Gracias por el regalo.
CLAUSURA DE LA EXPOSICIÓN “En
una caja de galletas”.
Quise escribir un poema, como
los que escriben quienes aquí están. Unos versos sobre la memoria y el olvido.
Y las benditas cajas de galletas donde se guardan lo que ya nunca será. Y elegí
para comenzarlo una cita de Juan de Dios García “Memoria es el país de donde llega
siempre la tristeza”. Pero no pudo ser. “Terminaba tan triste que nunca lo pude
empezar”
Así que, volví a lo mío. Y
elegí hablar de otro tipo de olvidos: el de las agendas.
Las agendas del olvido
En una
tienda de mi barrio venden agendas para anotar aquellas cosas que se quiere
olvidar. Y parece un negocio rentable.
Al
principio las agendas se amontonaban en un rincón. Se escondían junto a los
libros de saldo, como si el dueño de la tienda anduviera pidiendo disculpas por
su presencia. Una de esas cosas de las que uno casi se avergüenza. Un error
cualquiera.
Por
eso mismo, por error, la compró Obdulia, la peluquera del barrio, sin saber qué
compraba. Tenía intención de romper con
el cartero. Estaba harta de un novio que, entre las facturas que cada día
llevaba a su buzón, nunca deslizara una carta de amor. Dicen que apuntó en la
agenda la hora a la que había quedado una tarde para devolverle las cartas que
él nunca le había llegado a escribir. Pero olvidó acudir a la cita y, en la
tarde convenida, que nunca recordó, aquella tarde en que pensaba acabar para
siempre, con seis sencillos whatsapps, el cartero y Obdulia pusieron fecha de
boda.
Debió
contarlo en la peluquería una mañana gris de noviembre porque seis de las
clientas de Obdulia acudieron a comprar una agenda de olvidos a la tienda de mi
barrio la tarde de la misma mañana gris. Y empezaron a apuntar las citas y
recados que no deseaban recordar.
Se
sabe que Rosario anotó la cena con las antiguas compañeras del colegio con las
que una vez al mes en el restaurante francés compartía todo lo que nunca
tuvieron en común.
Mariana
y tres madres más faltaron a la reunión en el colegio de la Consolación.
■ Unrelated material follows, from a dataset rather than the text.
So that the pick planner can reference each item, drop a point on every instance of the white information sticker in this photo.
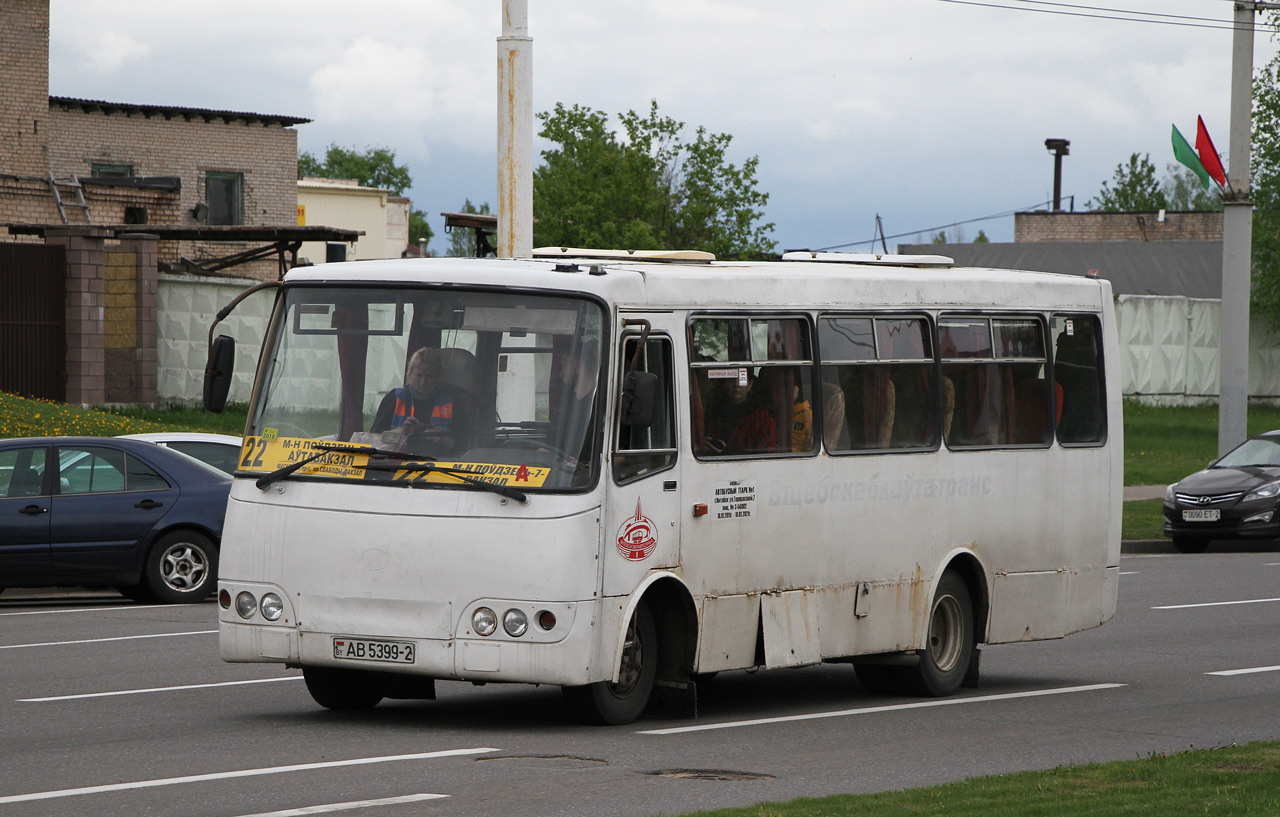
(734, 500)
Y la
señorita Lucía, a quien llamaban caracaballo, las echó en falta por ser de las mamás
habituales. Tampoco Cristina pasó a ver a su suegra, tal y como su marido había
convenido.
Y al
volver Manuel del instituto, tuvo que sacar la ropa sucia de toda la semana y recoger
del suelo sus zapatillas de deporte, asombrado de que su madre no le hubiera
ordenado la habitación como cada jueves.
Después
compraron agendas del olvido todas las aburridas amigas del colegio de Rosario.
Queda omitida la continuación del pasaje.